O presidente da OAB afirmou que o STF “não pertence a governos, a maiorias circunstanciais ou a pressões externas. Pertence à Constituição”. Segundo Simonetti, é preciso uma reflexão institucional responsável voltada ao aperfeiçoamento das instituições republicanas, e defendeu que se discuta, de forma técnica e respeitosa, o funcionamento do sistema de Justiça e os caminhos para seu aprimoramento.
Para o advogado, o debate sobre eventuais reformas do Judiciário não deve ser interditado, desde que conduzido com responsabilidade, diálogo e absoluta fidelidade à Constituição. “A advocacia brasileira nunca se opôs ao aperfeiçoamento institucional. Ao contrário: sempre esteve na linha de frente da construção democrática, defendendo reformas que fortaleçam — e jamais enfraqueçam — o Judiciário, sua credibilidade e sua legitimidade perante a sociedade”, declarou.
Inviolabilidade da advocacia e sigilo profissional como garantias constitucionais
Simonetti fez questão de enfatizar um ponto fundamental: não existe Judiciário forte sem advocacia livre. “A inviolabilidade da advocacia não é um privilégio corporativo. o sigilo profissional não é uma concessão do Estado”. Para ele, ambos são garantias constitucionais da cidadania, instrumentos indispensáveis para o exercício do direito de defesa e para a preservação do devido processo legal.
O presidente da OAB anunciou que a entidade já se coloca à disposição para colaborar com o STF quando for dado início ao debate sobre a formulação de um texto para o código de ética da magistratura. “Somos porta-vozes do cidadão e vivemos as agruras de quem procura o Judiciário para pleitear direitos. Temos muito a contribuir. Como nos define a própria Constituição, somos uma função essencial à Justiça”, afirmou.
A Ordem dos Advogados do Brasil reafirmou sua defesa intransigente da inviolabilidade da atuação profissional da advocacia e do sigilo entre advogado e cliente, como cláusulas essenciais do Estado de Direito. “Quando a advocacia é constrangida, não é o advogado que perde — é o cidadão. Quando o sigilo profissional é relativizado, não se enfraquece uma profissão — enfraquece-se a própria democracia”, alertou Simonetti.
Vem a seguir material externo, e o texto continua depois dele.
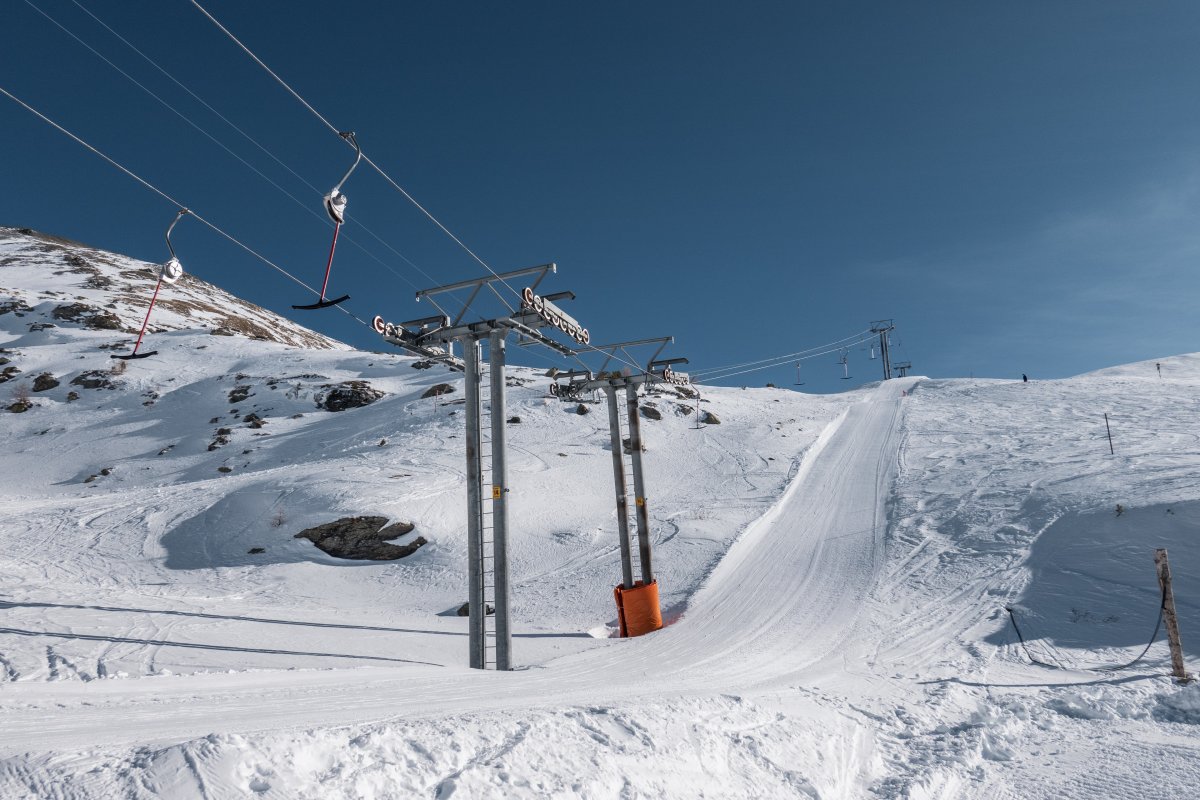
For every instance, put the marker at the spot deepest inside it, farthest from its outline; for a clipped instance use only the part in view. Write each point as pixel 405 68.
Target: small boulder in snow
pixel 346 395
pixel 438 390
pixel 363 537
pixel 45 382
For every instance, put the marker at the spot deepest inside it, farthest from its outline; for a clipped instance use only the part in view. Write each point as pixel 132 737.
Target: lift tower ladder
pixel 883 326
pixel 433 337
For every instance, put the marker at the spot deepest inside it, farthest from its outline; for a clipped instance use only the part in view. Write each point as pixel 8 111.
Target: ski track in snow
pixel 835 570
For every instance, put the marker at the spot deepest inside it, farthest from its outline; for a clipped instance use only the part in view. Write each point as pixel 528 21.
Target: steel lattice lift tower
pixel 637 600
pixel 433 338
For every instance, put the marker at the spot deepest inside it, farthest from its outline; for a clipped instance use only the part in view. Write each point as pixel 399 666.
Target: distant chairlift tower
pixel 433 337
pixel 883 326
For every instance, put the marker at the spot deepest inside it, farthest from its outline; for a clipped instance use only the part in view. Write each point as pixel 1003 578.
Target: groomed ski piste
pixel 834 575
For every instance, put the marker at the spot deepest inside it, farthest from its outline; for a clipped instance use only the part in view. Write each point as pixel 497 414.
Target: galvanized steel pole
pixel 499 504
pixel 643 515
pixel 477 607
pixel 618 481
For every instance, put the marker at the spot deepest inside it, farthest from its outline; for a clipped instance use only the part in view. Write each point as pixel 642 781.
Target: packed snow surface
pixel 834 572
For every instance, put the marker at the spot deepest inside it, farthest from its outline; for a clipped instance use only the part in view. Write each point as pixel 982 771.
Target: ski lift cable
pixel 197 216
pixel 271 155
pixel 780 362
pixel 365 157
pixel 369 160
pixel 167 197
pixel 306 206
pixel 858 337
pixel 837 344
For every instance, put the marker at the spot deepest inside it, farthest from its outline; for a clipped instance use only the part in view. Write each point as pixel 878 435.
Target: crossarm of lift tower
pixel 432 337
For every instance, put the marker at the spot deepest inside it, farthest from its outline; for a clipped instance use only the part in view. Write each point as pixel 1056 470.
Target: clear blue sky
pixel 1015 184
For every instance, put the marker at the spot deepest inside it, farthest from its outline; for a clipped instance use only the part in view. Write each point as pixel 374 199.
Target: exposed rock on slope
pixel 111 292
pixel 363 537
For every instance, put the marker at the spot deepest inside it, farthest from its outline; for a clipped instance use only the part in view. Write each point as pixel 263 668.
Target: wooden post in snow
pixel 1173 623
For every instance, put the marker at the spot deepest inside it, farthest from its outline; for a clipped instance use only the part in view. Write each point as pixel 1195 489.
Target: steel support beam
pixel 477 631
pixel 643 515
pixel 499 501
pixel 618 482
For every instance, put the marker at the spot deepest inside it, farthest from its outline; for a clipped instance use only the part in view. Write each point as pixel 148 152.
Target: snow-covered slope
pixel 834 570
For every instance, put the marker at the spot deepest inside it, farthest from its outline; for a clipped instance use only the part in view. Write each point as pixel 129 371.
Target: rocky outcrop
pixel 45 382
pixel 346 395
pixel 88 317
pixel 363 537
pixel 93 379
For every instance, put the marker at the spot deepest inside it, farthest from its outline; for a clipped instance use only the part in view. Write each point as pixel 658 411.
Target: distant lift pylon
pixel 335 205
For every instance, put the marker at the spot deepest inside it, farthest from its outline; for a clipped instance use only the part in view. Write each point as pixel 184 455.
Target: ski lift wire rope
pixel 370 161
pixel 223 146
pixel 803 355
pixel 365 157
pixel 799 354
pixel 167 197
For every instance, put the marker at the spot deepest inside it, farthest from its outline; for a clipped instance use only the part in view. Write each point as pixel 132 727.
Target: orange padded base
pixel 637 608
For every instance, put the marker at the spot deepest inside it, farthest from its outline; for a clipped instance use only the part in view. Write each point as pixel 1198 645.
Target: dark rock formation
pixel 346 395
pixel 45 382
pixel 363 537
pixel 93 379
pixel 88 317
pixel 238 394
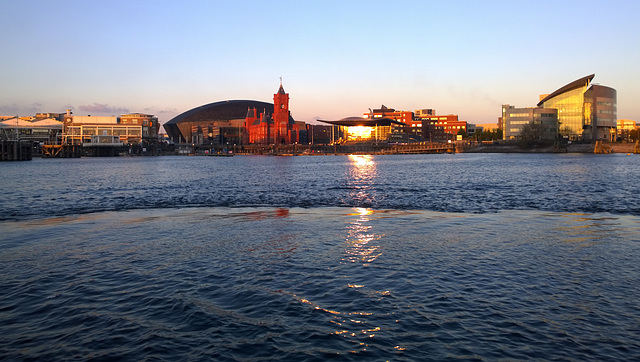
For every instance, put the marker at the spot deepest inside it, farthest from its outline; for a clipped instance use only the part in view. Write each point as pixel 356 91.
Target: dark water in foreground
pixel 308 258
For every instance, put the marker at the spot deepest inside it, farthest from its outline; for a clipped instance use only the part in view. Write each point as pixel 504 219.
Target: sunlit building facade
pixel 129 128
pixel 585 111
pixel 624 127
pixel 514 119
pixel 359 129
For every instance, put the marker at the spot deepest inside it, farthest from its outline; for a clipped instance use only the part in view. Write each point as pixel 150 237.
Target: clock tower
pixel 281 116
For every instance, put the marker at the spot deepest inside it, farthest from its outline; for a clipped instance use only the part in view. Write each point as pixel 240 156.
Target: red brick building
pixel 278 128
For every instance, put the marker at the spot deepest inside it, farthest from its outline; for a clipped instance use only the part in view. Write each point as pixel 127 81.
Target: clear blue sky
pixel 337 58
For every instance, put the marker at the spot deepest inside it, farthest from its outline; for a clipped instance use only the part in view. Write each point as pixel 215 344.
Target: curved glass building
pixel 585 111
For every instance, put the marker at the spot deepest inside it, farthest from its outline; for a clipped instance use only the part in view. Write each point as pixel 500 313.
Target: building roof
pixel 217 111
pixel 367 122
pixel 584 81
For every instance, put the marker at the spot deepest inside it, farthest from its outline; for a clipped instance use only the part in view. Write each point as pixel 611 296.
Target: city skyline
pixel 336 59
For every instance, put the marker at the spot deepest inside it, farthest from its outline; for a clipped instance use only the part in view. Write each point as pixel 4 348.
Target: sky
pixel 336 58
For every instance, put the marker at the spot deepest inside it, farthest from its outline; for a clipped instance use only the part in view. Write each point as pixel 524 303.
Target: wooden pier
pixel 60 151
pixel 15 150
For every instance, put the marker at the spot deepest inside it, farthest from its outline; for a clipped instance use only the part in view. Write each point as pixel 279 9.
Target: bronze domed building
pixel 232 121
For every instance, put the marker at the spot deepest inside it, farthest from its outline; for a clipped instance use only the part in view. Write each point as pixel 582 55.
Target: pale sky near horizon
pixel 337 58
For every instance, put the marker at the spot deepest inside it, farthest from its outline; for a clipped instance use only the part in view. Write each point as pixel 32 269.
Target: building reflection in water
pixel 362 172
pixel 360 243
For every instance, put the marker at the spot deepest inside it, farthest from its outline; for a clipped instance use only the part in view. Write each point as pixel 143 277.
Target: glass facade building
pixel 585 111
pixel 515 118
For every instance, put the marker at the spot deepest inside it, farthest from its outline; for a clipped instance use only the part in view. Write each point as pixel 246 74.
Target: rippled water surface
pixel 308 258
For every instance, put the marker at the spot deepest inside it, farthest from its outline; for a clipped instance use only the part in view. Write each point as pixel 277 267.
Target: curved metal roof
pixel 224 110
pixel 573 85
pixel 359 121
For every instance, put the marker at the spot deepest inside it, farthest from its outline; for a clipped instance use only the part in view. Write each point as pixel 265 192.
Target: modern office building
pixel 624 127
pixel 441 128
pixel 134 128
pixel 585 111
pixel 360 129
pixel 514 120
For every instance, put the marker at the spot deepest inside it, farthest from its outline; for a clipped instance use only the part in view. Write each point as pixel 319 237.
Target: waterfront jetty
pixel 15 150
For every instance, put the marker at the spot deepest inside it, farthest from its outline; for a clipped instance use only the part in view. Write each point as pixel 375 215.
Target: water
pixel 424 257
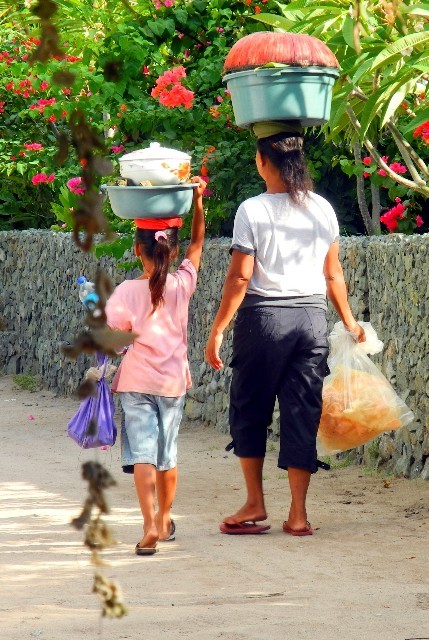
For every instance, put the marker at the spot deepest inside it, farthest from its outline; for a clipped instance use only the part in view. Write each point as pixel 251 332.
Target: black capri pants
pixel 278 352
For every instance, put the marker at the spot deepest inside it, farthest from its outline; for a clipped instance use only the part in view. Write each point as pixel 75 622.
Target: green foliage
pixel 27 381
pixel 116 55
pixel 381 96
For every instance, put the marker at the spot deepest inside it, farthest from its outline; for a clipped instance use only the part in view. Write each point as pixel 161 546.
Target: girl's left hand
pixel 214 344
pixel 199 191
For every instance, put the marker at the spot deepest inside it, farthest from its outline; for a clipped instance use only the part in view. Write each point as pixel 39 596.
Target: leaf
pixel 399 46
pixel 376 101
pixel 416 10
pixel 348 31
pixel 396 100
pixel 277 22
pixel 421 118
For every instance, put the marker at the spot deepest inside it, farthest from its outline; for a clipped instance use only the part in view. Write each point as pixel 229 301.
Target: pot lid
pixel 155 152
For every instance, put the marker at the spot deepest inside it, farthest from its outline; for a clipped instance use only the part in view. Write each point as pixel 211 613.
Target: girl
pixel 284 262
pixel 154 375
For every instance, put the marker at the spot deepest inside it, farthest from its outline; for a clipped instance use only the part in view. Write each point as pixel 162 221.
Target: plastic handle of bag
pixel 102 362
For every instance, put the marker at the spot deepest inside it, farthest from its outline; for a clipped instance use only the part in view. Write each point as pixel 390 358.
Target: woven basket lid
pixel 262 47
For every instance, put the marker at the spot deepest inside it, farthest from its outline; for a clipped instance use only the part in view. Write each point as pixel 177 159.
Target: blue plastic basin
pixel 166 201
pixel 287 93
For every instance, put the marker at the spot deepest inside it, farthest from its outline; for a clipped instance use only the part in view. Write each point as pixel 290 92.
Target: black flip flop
pixel 172 535
pixel 145 551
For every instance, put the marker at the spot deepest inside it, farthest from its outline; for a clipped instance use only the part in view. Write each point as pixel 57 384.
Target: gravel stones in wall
pixel 40 307
pixel 398 288
pixel 387 283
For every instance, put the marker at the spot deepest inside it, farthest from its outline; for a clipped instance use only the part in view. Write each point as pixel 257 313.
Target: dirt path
pixel 364 574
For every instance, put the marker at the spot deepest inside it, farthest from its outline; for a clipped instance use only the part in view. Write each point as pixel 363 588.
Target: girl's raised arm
pixel 198 225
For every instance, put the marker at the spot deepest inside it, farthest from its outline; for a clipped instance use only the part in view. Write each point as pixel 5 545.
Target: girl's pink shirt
pixel 157 361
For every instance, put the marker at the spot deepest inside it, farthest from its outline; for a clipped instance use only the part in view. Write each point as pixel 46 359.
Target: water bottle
pixel 87 294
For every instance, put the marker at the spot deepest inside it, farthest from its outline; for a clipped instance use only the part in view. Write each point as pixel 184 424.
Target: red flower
pixel 422 132
pixel 42 177
pixel 33 146
pixel 391 217
pixel 169 90
pixel 397 167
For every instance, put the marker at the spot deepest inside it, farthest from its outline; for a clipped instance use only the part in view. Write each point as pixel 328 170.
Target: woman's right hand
pixel 214 344
pixel 357 331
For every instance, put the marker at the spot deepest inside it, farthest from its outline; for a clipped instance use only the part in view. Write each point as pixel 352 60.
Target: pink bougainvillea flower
pixel 33 146
pixel 389 221
pixel 42 177
pixel 76 185
pixel 422 132
pixel 391 217
pixel 397 167
pixel 170 92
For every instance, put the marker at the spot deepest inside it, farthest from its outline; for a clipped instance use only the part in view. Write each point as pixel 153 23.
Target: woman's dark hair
pixel 285 151
pixel 160 251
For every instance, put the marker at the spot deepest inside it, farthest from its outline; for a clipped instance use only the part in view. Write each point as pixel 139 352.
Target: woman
pixel 284 261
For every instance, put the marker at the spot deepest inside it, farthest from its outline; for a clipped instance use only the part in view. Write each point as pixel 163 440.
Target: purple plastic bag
pixel 101 409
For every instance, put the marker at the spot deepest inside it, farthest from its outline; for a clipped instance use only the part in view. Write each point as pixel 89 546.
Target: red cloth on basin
pixel 158 223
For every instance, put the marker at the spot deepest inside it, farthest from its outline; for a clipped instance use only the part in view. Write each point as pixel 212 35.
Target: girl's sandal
pixel 308 531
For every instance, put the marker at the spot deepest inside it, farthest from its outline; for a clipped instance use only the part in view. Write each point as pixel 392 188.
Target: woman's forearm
pixel 337 293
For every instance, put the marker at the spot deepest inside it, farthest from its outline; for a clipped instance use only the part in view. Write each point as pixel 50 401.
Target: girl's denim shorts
pixel 150 426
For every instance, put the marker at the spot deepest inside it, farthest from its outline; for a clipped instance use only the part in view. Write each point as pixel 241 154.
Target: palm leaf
pixel 421 118
pixel 398 47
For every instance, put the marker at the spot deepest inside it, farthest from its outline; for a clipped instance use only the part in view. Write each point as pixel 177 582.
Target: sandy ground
pixel 364 574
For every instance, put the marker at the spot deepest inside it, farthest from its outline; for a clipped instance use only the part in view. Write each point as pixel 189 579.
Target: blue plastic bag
pixel 93 425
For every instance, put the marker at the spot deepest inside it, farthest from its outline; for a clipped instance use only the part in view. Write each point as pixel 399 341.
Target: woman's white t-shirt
pixel 289 243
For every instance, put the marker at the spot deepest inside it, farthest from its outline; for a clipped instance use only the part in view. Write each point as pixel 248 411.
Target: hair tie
pixel 160 234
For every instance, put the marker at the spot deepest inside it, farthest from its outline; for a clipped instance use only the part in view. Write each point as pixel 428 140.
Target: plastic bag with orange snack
pixel 358 401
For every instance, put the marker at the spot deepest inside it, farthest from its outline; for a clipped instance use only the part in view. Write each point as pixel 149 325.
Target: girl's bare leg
pixel 166 483
pixel 299 480
pixel 254 507
pixel 144 480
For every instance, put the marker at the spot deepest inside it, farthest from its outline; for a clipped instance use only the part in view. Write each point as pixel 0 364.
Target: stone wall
pixel 387 282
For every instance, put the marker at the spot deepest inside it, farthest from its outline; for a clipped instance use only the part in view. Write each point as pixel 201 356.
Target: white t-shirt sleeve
pixel 243 238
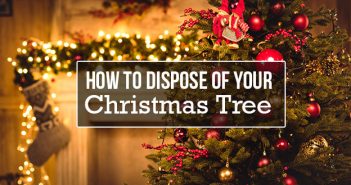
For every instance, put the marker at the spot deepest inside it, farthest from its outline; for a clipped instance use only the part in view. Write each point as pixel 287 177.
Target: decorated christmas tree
pixel 312 149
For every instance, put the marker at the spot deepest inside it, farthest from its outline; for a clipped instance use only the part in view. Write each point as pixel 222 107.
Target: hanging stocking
pixel 52 135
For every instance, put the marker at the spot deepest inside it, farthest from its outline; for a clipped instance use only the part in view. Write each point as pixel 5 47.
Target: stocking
pixel 52 135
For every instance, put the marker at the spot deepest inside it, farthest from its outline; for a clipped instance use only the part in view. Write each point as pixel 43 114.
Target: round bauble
pixel 289 180
pixel 278 8
pixel 217 78
pixel 312 149
pixel 314 109
pixel 255 22
pixel 276 101
pixel 264 161
pixel 300 22
pixel 282 144
pixel 270 56
pixel 180 135
pixel 219 120
pixel 213 133
pixel 226 174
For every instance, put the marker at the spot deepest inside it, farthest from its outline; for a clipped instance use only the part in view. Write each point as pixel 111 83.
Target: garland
pixel 62 56
pixel 124 8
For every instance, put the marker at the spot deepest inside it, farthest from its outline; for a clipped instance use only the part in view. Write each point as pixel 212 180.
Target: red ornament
pixel 270 55
pixel 289 180
pixel 265 116
pixel 217 78
pixel 219 120
pixel 255 22
pixel 180 135
pixel 282 144
pixel 264 161
pixel 314 109
pixel 213 133
pixel 278 8
pixel 300 22
pixel 78 57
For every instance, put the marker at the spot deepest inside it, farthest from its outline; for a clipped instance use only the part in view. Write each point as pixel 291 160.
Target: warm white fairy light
pixel 102 50
pixel 108 37
pixel 163 48
pixel 28 126
pixel 117 35
pixel 73 45
pixel 101 33
pixel 112 52
pixel 93 55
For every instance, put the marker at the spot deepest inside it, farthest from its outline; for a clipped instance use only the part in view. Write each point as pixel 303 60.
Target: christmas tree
pixel 313 148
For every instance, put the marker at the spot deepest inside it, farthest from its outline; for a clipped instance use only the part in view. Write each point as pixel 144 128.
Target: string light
pixel 49 58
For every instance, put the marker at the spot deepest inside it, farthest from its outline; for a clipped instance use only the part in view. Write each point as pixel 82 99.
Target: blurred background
pixel 94 156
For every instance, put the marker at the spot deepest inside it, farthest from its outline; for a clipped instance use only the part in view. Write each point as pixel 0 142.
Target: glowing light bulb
pixel 94 55
pixel 163 48
pixel 112 52
pixel 45 76
pixel 101 33
pixel 108 36
pixel 53 95
pixel 23 133
pixel 73 46
pixel 117 34
pixel 102 50
pixel 29 179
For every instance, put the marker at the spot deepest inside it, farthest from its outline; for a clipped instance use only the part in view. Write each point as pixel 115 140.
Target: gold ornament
pixel 312 148
pixel 226 174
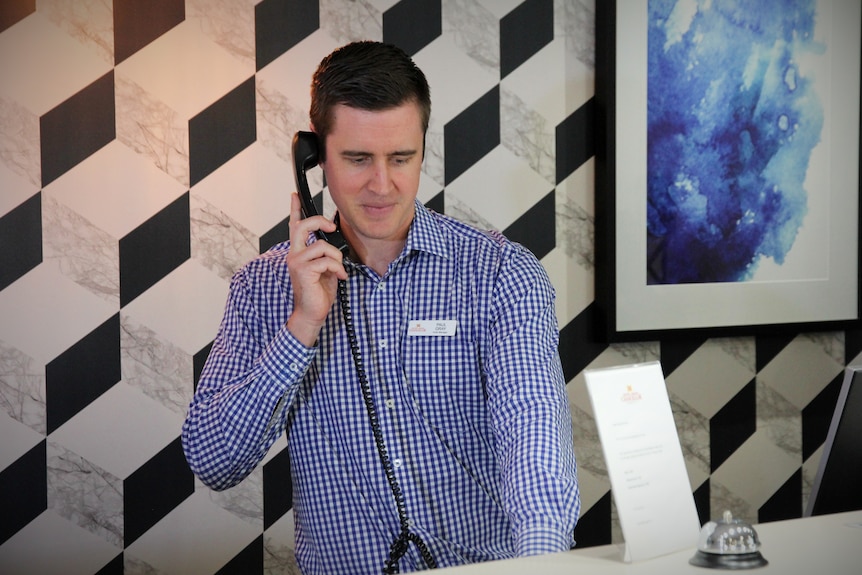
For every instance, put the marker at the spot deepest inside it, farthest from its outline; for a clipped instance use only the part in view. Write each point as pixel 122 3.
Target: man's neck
pixel 378 255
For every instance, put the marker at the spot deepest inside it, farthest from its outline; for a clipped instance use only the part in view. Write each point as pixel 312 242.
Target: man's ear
pixel 321 148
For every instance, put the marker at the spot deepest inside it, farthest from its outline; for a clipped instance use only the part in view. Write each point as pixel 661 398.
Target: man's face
pixel 373 161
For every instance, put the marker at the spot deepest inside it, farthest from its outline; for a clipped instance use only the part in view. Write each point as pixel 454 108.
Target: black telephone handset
pixel 305 157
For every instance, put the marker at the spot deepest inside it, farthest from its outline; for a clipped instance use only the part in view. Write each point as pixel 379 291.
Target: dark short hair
pixel 369 76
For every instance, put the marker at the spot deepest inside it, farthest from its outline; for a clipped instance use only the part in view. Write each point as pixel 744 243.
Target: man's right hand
pixel 315 269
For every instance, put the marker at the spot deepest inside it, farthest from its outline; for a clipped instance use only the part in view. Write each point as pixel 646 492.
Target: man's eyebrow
pixel 361 154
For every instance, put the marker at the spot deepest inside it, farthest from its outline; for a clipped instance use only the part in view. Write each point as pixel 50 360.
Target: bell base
pixel 728 561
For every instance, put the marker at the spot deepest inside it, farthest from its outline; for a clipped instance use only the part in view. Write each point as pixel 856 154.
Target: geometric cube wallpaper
pixel 145 156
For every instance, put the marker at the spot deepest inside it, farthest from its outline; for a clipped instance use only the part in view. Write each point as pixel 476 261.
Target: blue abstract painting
pixel 731 125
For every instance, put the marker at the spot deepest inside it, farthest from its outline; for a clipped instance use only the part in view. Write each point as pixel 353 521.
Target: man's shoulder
pixel 460 231
pixel 270 261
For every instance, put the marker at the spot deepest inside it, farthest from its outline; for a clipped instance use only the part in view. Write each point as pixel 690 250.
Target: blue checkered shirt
pixel 476 424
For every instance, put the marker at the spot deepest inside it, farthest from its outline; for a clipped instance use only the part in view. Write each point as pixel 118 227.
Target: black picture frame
pixel 627 308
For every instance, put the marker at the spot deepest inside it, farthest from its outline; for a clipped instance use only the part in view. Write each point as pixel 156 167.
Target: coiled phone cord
pixel 402 542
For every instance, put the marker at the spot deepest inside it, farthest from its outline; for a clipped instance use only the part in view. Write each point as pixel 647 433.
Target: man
pixel 427 426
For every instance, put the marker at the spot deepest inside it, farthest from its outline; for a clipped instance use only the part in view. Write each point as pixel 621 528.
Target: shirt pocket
pixel 443 377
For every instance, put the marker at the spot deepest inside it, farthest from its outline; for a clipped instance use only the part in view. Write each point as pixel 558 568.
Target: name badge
pixel 432 327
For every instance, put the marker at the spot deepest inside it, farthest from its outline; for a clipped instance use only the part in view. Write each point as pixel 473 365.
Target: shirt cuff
pixel 538 540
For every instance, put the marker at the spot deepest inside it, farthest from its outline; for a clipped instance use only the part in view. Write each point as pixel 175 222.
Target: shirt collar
pixel 426 234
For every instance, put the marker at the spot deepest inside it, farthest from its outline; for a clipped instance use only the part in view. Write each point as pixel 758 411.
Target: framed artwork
pixel 727 167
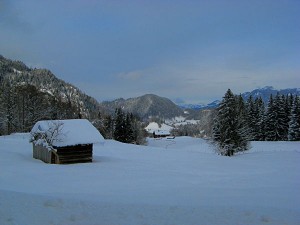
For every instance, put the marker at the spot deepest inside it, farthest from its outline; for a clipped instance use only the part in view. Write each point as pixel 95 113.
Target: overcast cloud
pixel 193 50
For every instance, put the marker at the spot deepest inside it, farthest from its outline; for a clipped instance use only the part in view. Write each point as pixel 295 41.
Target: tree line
pixel 23 105
pixel 237 121
pixel 122 126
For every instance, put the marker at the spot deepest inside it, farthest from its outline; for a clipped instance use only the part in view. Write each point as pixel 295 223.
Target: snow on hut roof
pixel 68 132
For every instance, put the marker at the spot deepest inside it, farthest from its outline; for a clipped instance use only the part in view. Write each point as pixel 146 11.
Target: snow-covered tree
pixel 294 124
pixel 270 121
pixel 228 130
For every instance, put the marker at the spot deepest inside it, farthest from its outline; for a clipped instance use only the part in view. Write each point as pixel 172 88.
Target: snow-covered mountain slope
pixel 178 181
pixel 17 73
pixel 145 106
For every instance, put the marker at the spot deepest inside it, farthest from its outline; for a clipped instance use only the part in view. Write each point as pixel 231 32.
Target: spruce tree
pixel 294 124
pixel 260 134
pixel 120 126
pixel 270 120
pixel 228 126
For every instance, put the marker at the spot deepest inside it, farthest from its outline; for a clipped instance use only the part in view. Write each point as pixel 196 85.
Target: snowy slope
pixel 177 182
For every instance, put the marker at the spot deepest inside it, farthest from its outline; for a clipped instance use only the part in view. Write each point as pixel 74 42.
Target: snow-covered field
pixel 177 181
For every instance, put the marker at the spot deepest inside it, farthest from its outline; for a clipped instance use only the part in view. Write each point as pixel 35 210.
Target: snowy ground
pixel 180 181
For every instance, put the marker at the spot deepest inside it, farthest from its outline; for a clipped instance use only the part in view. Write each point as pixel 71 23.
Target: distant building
pixel 64 141
pixel 161 133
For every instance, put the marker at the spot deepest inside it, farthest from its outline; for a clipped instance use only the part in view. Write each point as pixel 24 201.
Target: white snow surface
pixel 180 181
pixel 154 127
pixel 73 132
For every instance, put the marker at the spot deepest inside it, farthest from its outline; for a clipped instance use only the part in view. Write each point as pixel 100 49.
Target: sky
pixel 192 50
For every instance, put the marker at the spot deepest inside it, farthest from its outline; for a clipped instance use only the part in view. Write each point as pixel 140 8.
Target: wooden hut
pixel 64 141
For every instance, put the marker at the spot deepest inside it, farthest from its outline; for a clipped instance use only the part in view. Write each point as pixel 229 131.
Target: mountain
pixel 146 106
pixel 16 73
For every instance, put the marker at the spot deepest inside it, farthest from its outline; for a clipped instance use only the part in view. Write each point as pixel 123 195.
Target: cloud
pixel 131 76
Advertência contra vazamentos e práticas de exceção
Simonetti afirmou que a democracia não convive com práticas de exceção, e que o uso de vazamentos seletivos, orientados por interesses políticos ou estratégicos, com o objetivo de constranger instituições — especialmente o Supremo Tribunal Federal — é absolutamente incompatível com o Estado de Direito.
“Vazamentos seletivos não fortalecem a Justiça. Não promovem transparência. Não servem ao interesse público”, denunciou Simonetti, completando que essas práticas servem apenas à erosão da confiança institucional, à desinformação da sociedade e ao enfraquecimento da independência judicial.
“A Constituição exige responsabilidade institucional, não espetacularização. Exige legalidade, não atalhos”, enfatizou o presidente do CFOAB. Para ele, defender o Supremo Tribunal Federal contra tentativas de constrangimento ilegítimo não é defender pessoas, mas defender a Constituição, o equilíbrio entre os Poderes e a própria democracia.